- Also known as: Sada K.
- Born: Sada Kristin Irvine Spearman June 4, 1983 (age 43) Kansas City, Missouri
- Origin: Los Angeles, California
- Genres: Christian R&B, urban contemporary gospel, contemporary R&B
- Occupations: Singer, songwriter
- Instruments: vocals, singer-songwriter
- Years active: 2015–present (solo) 2009–2011 (group)
- Label: RMG Amplify
- Formerly of: Press Play
- Website: sadakmusic.com

= Sada K. =

Sada Kristin Jackson (née, Irvine Spearman; born June 4, 1983) is an American Christian R&B and urban contemporary gospel artist and musician. She started her music career, in 2009, with the band Press Play, where she was the lead vocalist for two years.

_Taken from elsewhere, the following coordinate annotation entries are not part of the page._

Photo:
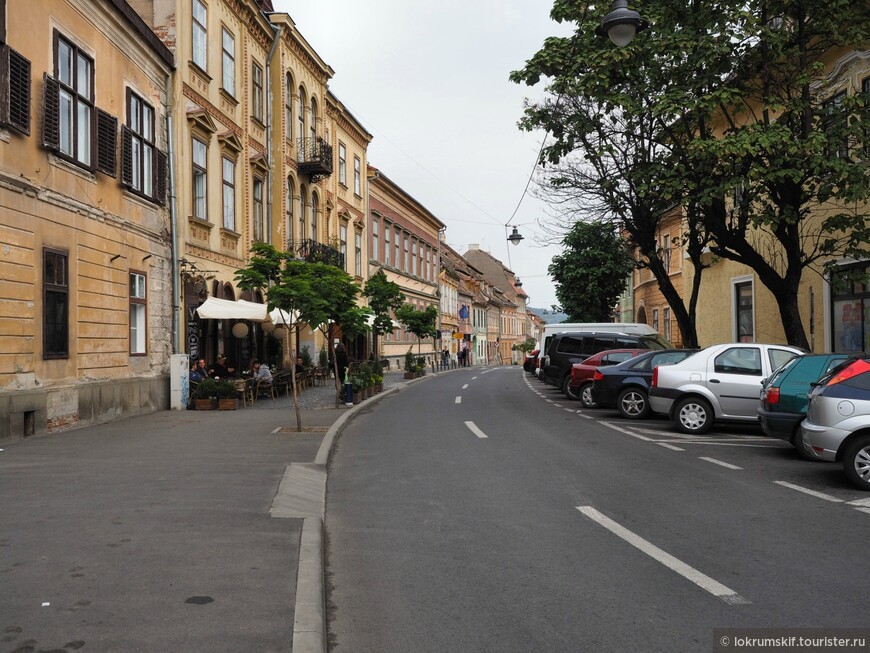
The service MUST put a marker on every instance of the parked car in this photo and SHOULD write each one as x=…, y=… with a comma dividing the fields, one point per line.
x=626, y=386
x=580, y=386
x=837, y=427
x=530, y=360
x=721, y=382
x=784, y=395
x=565, y=349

Her solo music career got underway, in 2015, with the release of the studio album, Long Story Short, independently, in 2015.

==Early life==
Sada Jackson was born Sada Kristin Irvine Spearman, on June 4, 1983, in Kansas City, Missouri. Her father, named Grover and her mother was named Ileana. She had an older brother, Justin, and a younger brother, Ryan. They lived in Kansas City, Kansas, at the Quindaro Church of God in Christ. This is where she would hone her singing acumen, at the age of three years. Her parents divorced in the mid-2000s. Her parents both got diagnosed with cancer, but her mother is still living, while her father died on January 4, 2024.

==Music career==
Her music recording career commenced in 2009. She was a member of the Christian pop band, Press Play, where she was their lead vocalist for two years, until a catastrophic knee injury sidelined her, in June 2011. This caused her to depart the band, where she had to focus her efforts at healing the injury she sustained. She started her individual music recording career in 2015, with the studio album, Long Story Short, that released on January 27, 2015, independently. The album got reviewed by CCM Magazine, New Release Today and The Journal of Gospel Music, in three four star reviews. She sings the national anthem for the Kansas City Royals.

==Personal life==
She is married to Kenneth Roy "Kenny" Jackson, who is also her manager. They reside in Los Angeles, California.